Final Answers (Key Values):

1. Outer top: \( \boldsymbol{9} \), Outer bottom: \( \boldsymbol{4} \)
2. Outer top: \( \boldsymbol{25} \), Outer bottom: \( \boldsymbol{16} \)
3. Inner top: \( \boldsymbol{3} \), Inner bottom: \( \boldsymbol{5} \)
4. Outer top: \( \boldsymbol{4} \), Outer bottom: \( \boldsymbol{36} \)
5. Outer top: \( \boldsymbol{64} \), Outer bottom: \( \boldsymbol{49} \)

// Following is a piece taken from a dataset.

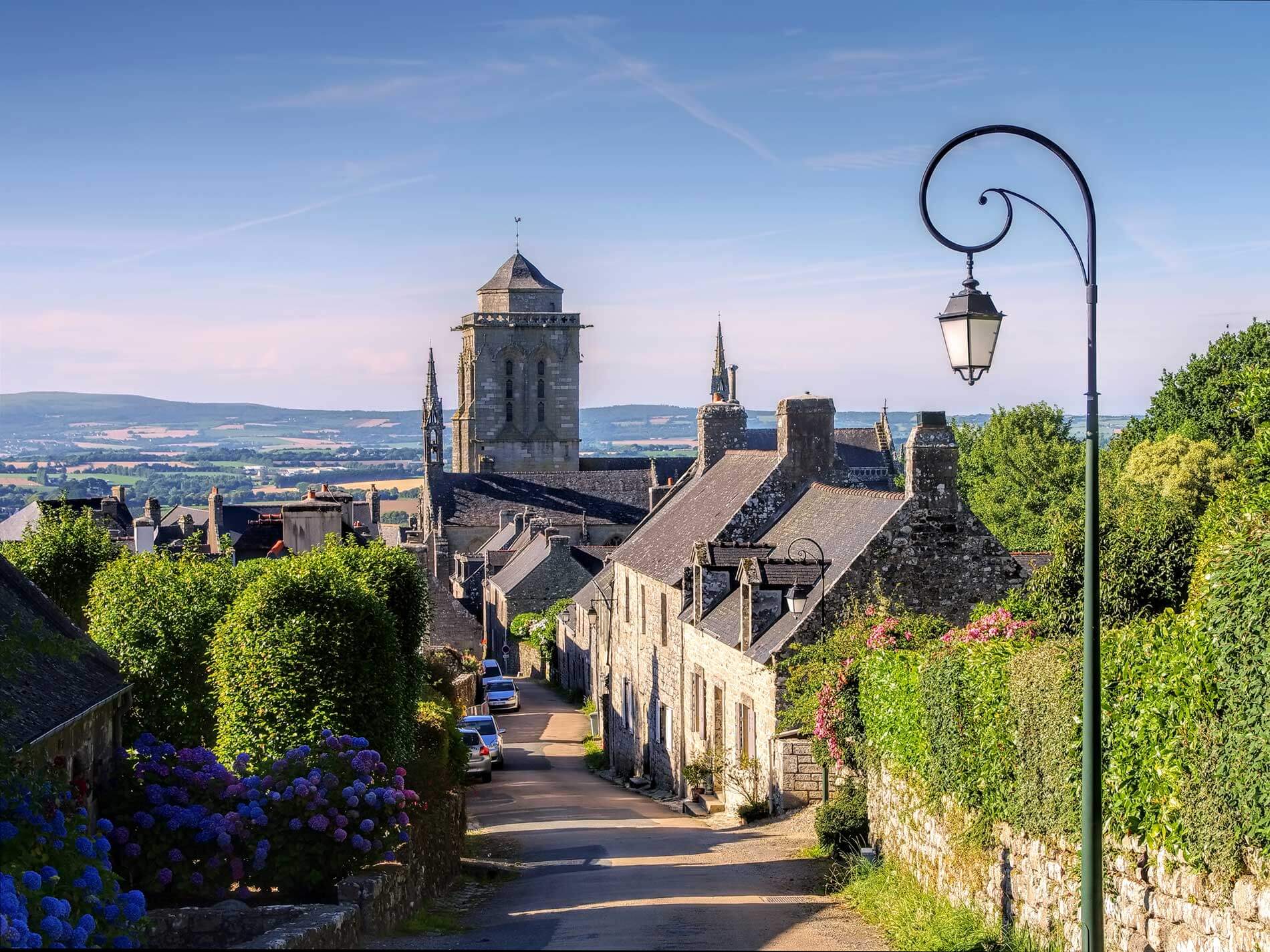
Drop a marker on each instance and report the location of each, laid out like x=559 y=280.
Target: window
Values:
x=746 y=729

6. Inner top: \( \boldsymbol{4} \), Outer bottom: \( \boldsymbol{100} \)
7. Inner bottom: \( \boldsymbol{13} \)
8. Inner top: \( \boldsymbol{16} \), Outer bottom: \( \boldsymbol{196} \)
9. Outer top: \( \boldsymbol{225} \), Inner bottom: \( \boldsymbol{1} \)
10. Outer top: \( \boldsymbol{144} \), Outer bottom: \( \boldsymbol{256} \)

(Note: For each problem, the missing value is filled using the pattern: \( \text{outer top} = (\text{inner top})^2 \) and \( \text{outer bottom} = (\text{inner bottom})^2 \), or vice versa.)